10 min read · Guide · Network · Routing
How it works · Network · Inter-domain routing

BGP, how the internet learns where to send a packet.

The internet is 75 000 networks that don't trust each other. Border Gateway Protocol is the polite, paranoid handshake that keeps a packet from Sydney finding its way to Stockholm.

Parts01–08 InteractiveAS-path picker PrereqIP / CIDR

What is BGP?

Autonomous systems talking to autonomous systems.

BGP (Border Gateway Protocol) is the routing protocol that glues the internet together — every autonomous system (AS) uses BGP to tell its neighbours which IP prefixes it can reach. Standardised in RFC 4271 (2006, originally 1989), BGP is also famously fragile; the Facebook 2021 outage, Google's 2019 leak, and Cloudflare's 2020 incident were all BGP-driven.

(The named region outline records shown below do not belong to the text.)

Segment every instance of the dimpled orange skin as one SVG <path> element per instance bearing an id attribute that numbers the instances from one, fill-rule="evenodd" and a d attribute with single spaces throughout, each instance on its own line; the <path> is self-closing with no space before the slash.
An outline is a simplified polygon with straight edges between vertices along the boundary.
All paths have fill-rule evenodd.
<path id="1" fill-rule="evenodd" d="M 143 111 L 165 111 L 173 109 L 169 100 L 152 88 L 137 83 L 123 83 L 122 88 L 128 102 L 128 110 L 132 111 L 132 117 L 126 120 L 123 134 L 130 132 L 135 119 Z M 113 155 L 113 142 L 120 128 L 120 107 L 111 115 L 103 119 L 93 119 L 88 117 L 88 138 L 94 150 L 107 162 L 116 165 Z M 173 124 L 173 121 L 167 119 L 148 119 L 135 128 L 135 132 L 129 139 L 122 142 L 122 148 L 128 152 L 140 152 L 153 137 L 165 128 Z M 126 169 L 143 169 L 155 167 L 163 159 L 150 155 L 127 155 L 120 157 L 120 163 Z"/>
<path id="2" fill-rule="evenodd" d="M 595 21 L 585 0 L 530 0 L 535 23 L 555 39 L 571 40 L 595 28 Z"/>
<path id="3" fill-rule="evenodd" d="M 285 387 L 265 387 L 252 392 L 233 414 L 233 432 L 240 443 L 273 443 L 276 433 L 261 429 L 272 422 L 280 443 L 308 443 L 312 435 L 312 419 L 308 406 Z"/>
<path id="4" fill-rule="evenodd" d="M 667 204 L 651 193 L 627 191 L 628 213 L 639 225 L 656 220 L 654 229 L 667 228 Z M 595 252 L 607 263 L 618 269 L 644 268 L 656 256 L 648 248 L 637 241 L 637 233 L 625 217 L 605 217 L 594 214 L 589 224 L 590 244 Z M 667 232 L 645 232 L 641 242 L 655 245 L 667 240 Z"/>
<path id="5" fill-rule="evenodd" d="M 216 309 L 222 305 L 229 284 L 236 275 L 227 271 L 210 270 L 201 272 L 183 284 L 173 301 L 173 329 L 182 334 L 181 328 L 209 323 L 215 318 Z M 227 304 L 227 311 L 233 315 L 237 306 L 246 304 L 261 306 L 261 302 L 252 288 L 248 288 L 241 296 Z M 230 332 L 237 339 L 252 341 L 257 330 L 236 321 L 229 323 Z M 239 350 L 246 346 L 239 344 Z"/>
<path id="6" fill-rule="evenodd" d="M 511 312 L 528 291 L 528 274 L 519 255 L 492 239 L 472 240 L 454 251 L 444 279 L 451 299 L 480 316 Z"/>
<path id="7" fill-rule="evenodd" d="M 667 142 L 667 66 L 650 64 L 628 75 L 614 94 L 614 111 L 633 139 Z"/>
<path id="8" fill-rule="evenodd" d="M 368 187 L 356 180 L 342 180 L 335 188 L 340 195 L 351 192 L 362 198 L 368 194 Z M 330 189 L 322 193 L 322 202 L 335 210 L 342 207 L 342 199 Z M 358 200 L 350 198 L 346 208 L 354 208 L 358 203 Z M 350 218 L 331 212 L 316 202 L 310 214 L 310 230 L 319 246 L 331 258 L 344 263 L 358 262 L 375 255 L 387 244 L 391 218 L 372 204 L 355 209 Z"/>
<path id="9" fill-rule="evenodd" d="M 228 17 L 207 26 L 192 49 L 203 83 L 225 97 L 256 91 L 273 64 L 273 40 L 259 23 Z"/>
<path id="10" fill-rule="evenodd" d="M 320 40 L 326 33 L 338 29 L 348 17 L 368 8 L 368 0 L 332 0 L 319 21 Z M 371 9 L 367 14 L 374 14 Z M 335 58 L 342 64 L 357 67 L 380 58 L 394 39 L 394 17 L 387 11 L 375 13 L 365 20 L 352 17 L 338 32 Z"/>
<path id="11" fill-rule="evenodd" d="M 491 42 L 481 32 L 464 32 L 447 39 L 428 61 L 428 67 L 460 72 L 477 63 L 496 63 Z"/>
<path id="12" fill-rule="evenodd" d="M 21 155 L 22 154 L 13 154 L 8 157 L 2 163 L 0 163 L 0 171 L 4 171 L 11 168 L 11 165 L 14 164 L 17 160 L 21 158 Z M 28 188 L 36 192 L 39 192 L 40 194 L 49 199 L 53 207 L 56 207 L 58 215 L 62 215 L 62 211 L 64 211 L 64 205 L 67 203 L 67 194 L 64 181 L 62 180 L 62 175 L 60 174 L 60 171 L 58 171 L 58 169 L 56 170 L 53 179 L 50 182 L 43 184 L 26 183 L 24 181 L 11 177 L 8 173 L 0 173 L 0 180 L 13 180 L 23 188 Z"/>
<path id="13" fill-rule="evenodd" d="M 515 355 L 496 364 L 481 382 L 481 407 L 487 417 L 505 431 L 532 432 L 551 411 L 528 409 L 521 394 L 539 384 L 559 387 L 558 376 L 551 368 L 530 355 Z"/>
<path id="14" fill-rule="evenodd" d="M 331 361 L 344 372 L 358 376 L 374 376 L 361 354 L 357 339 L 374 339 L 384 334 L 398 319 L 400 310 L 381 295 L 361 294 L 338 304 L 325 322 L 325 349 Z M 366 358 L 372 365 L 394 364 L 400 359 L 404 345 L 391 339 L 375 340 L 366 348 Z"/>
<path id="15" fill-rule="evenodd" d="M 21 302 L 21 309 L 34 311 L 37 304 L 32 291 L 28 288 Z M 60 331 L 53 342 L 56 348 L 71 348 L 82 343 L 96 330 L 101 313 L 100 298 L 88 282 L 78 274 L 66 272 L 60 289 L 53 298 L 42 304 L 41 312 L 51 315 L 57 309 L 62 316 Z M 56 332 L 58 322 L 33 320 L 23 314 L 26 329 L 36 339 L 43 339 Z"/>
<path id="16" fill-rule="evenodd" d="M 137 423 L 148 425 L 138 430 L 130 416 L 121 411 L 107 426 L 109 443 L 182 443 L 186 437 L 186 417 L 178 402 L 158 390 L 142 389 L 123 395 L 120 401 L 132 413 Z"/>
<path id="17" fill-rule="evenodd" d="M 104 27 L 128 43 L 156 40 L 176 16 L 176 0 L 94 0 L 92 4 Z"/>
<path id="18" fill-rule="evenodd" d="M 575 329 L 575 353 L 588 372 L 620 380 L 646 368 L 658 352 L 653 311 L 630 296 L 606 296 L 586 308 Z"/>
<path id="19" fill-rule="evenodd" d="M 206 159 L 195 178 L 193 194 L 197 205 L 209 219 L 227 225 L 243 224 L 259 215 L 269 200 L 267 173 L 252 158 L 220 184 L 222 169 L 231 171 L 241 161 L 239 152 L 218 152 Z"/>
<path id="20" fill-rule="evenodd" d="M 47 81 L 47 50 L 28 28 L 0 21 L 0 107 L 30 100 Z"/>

The public internet is divided into Autonomous Systems — about 75,000 of them. An AS is one organisation's network with its own routing policy: an ISP, a cloud provider, a university, a Tier-1 carrier. Inside an AS, anything goes — OSPF, IS-IS, static routes, mesh. Between ASes, exactly one protocol exists: BGP, defined in RFC 4271.

BGP's job is letting each AS announce which IP prefixes it can reach, and learning which prefixes its neighbours can reach. Each router builds a routing table by combining what its neighbours tell it, applying a long list of policy preferences, and picking a single best path per destination prefix. Then it forwards traffic that way until something changes.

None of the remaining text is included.